11 Punkte von GN⁺ 2024-10-05 | 1 Kommentare | Auf WhatsApp teilen
  • Neues React-Framework auf Basis von Vite, das im Web und nativ läuft
  • Bietet universelles typsicheres Routing zwischen statischen/Server-/Client-Seiten
  • Local-focused
    • Ziel sind einfacherer Code, bessere Ergebnisse und Cross-Platform
    • Native Apps fühlen sich dank clientseitiger Datenbanken besser an und sind einfacher zu schreiben. Servergrenzen entfallen, Änderungen erfolgen sofort und alles funktioniert auch offline gut
    • Im Web sind diese Funktionen wegen kleiner Bundles, begrenztem Speicher, Synchronisierung, Caching, Konfiguration usw. schwer nutzbar
    • Durch die Partnerschaft mit Zero ist es als Standardlösung für Daten integriert
    • Zero arbeitet auch mit Postgres und liefert sowohl auf dem Server als auch auf dem Client hervorragende Performance

Zusammenfassung von GN⁺

  • One ist ein neues React-Framework, das die Entwicklung von Web- und Native-Apps vereinfacht.
  • Um die Komplexität der Datenverwaltung zu lösen, arbeitet es mit Zero zusammen und bietet eine leistungsstarke Lösung.
  • Das Framework ermöglicht es insbesondere, die Vorteile clientseitiger Datenbanken auch im Web zu nutzen.
  • Es zeigt das Potenzial, Webentwicklern bessere Performance und einfacheres Datenmanagement zu bieten.
  • Ein Projekt mit ähnlichen Funktionen ist ein Framework wie Next.js.

1 Kommentare

 
GN⁺ 2024-10-05
Hacker-News-Kommentare
  • Zero wirkt eher wie server-first Software als wie local-first Software. Es fehlen die Prinzipien local-first Software, bei der das Netzwerk optional ist und der Nutzer die letztendliche Kontrolle hat. Es ist fraglich, ob die App weiter funktionieren würde, wenn der Server abgeschaltet wird.

  • Als iOS-Mobile-Entwickler habe ich die Demo-App über TestFlight heruntergeladen und ausprobiert; die Nutzung von React Native ist deutlich besser, als im Web Plattform-UI zu imitieren. Es gibt jedoch einige Probleme bei UI-Übergängen und Bugs.

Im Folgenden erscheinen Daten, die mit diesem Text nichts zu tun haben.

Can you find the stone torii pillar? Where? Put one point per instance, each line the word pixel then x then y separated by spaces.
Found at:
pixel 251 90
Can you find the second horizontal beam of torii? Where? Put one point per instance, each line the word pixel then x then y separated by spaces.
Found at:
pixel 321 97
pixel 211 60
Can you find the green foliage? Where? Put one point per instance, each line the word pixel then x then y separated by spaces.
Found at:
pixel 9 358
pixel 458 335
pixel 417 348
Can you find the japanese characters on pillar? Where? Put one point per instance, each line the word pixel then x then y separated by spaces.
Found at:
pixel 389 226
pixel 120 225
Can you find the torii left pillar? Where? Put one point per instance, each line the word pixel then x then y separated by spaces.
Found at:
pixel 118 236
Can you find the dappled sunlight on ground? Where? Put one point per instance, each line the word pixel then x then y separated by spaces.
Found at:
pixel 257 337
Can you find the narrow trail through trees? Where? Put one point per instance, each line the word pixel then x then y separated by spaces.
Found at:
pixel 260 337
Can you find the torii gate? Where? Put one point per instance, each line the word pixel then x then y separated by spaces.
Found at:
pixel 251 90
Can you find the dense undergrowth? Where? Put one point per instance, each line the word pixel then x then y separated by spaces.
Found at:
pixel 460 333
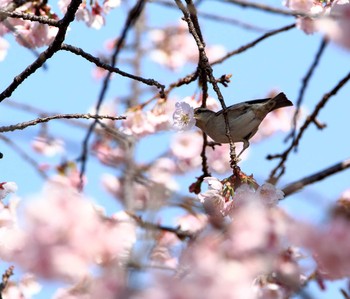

  • Als Entwickler, der die Glanzzeiten von Rails und Meteor geliebt hat, spüre ich zwar keinen Bedarf an einem universellen App-Framework, würde es aber für künftige Projekte in Betracht ziehen.

  • Es wirkt seltsam, dass 75 % der Landingpage von Zero Zero gewidmet sind, obwohl es noch nicht veröffentlicht wurde. Es sieht nach einem Soft-Launch aus.

  • Als Webentwickler wirkt Nates Arbeit auf mich wie die innovativste Entwicklung seit Next.js. Ich entwickle mit meinem Team eine neue Web-Drawing-IDE und plane, One zu integrieren.

  • Durch meine Arbeit bei Famo.us weiß ich sehr gut, wie schwierig es ist, ein Framework wie dieses zu bauen. Wenn Zero sein Potenzial entfaltet, wird es äußerst leistungsstark sein.

  • Ich möchte meine Erfahrungen mit Takeout teilen. Bei der Nutzung von Capacitor hatte ich mehrere Probleme und bin dann zu Expo, Solito und Tamagui gewechselt, was einen großen Unterschied gemacht hat. Die Unterstützung von Nate und dem Tamagui-Team war hervorragend.

  • Als Rails-Entwickler frage ich mich, ob One gut zu einem Stack aus Rails API und React UI passt. Ich würde gern wissen, ob Zero Adapter für andere Frameworks benötigt oder ob es sich direkt mit dem Backend verbindet.

  • Ich kenne Nate durch seine Arbeit an Tamagui und erwarte, dass seine Erfahrung dabei hilft, die Lücke zwischen Expo und Web/Native zu schließen. Ich schätze Nates Einsatz und werde es mir bald ansehen.